A local medical health professional said it's not unusual for people to suffer anxiety or depression after seeing the many graphic images from the several recent tragic news stories.
The recent string of terror attacks, mass shootings and attacks on police officers can have a big impact on American’s mental health, according to an expert from Vanderbilt University Medical Center.
Dr. Kimberly Brown, an Assistant Professor in the Department of Psychiatry at Vanderbilt Medical School, said it is natural to feel angry, frustrated and even depressed in the wake of recent events. However, if the feelings persist for weeks, it is important to seek professional help.
Dr. Brown said the recent violence can especially impact children. She said it is important for parents to limit their access to graphic images and information, and encourage them to discuss their feelings.
“Children have less ability to understand these things,” said Dr. Brown. “They may perceive it as more of a threat to them than it really is. They may feel the world is more unsafe than it really is.”

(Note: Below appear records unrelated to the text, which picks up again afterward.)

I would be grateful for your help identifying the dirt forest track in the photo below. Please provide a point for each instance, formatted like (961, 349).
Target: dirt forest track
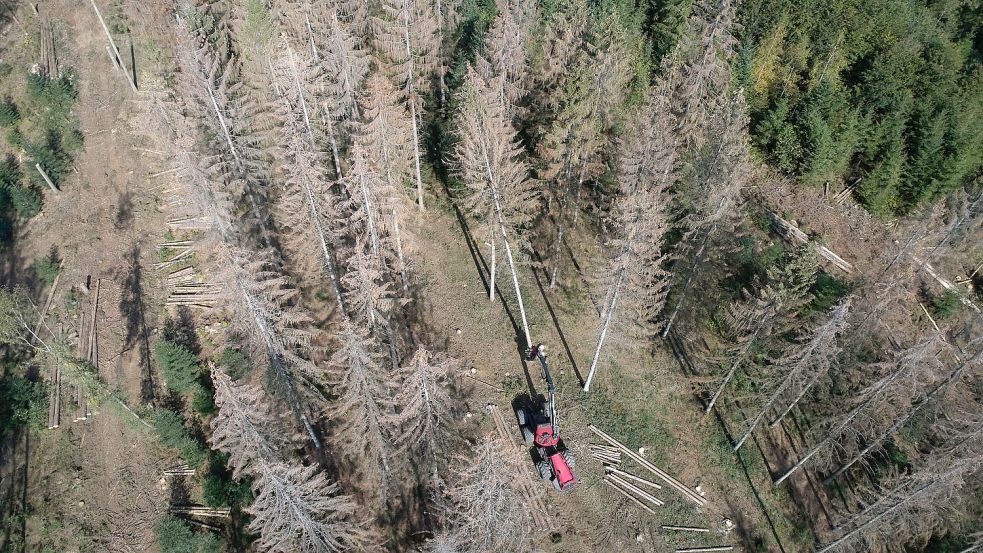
(101, 484)
(104, 226)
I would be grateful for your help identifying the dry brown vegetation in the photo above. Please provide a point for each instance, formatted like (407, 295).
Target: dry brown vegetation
(332, 190)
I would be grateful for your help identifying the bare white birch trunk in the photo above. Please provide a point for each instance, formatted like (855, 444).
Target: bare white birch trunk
(491, 278)
(604, 330)
(412, 100)
(515, 282)
(781, 417)
(399, 253)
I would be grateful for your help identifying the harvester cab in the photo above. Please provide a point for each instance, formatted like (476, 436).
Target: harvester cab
(540, 428)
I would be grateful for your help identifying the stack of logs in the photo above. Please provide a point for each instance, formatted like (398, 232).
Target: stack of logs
(181, 278)
(88, 350)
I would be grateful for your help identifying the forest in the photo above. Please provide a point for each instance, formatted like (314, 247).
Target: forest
(275, 275)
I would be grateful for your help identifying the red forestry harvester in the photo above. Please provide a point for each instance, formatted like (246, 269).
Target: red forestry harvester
(540, 428)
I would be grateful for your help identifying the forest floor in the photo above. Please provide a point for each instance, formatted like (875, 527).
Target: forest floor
(94, 484)
(97, 483)
(640, 396)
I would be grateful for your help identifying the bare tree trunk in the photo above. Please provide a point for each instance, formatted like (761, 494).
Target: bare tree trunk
(225, 128)
(491, 278)
(805, 389)
(326, 250)
(846, 422)
(697, 260)
(369, 220)
(761, 413)
(515, 282)
(903, 420)
(904, 501)
(731, 372)
(399, 253)
(334, 143)
(412, 100)
(604, 330)
(440, 54)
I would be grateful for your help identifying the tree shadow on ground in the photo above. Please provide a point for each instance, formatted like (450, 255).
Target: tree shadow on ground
(133, 310)
(482, 268)
(556, 320)
(181, 330)
(679, 352)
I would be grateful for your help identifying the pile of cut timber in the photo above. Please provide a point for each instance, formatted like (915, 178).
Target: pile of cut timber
(605, 454)
(534, 496)
(791, 233)
(685, 491)
(628, 485)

Adults also need to take steps to help them cope. Dr. Brown said it is important to remember mass shootings are rare. She recommends people talk about their concerns and try and maintain their routine.
“If you normally exercise every day, continue to exercise,” said Dr. Brown. “Keep doing things that remind your body the world is consistent, even though these terrible things are happening around us.”
Dr. Brown said it is important to take a break from consuming information on the events.
“At some point you really do need to limit yourself,” said Dr. Brown. “No more looking, no more checking because it’s affecting me and bothering me.”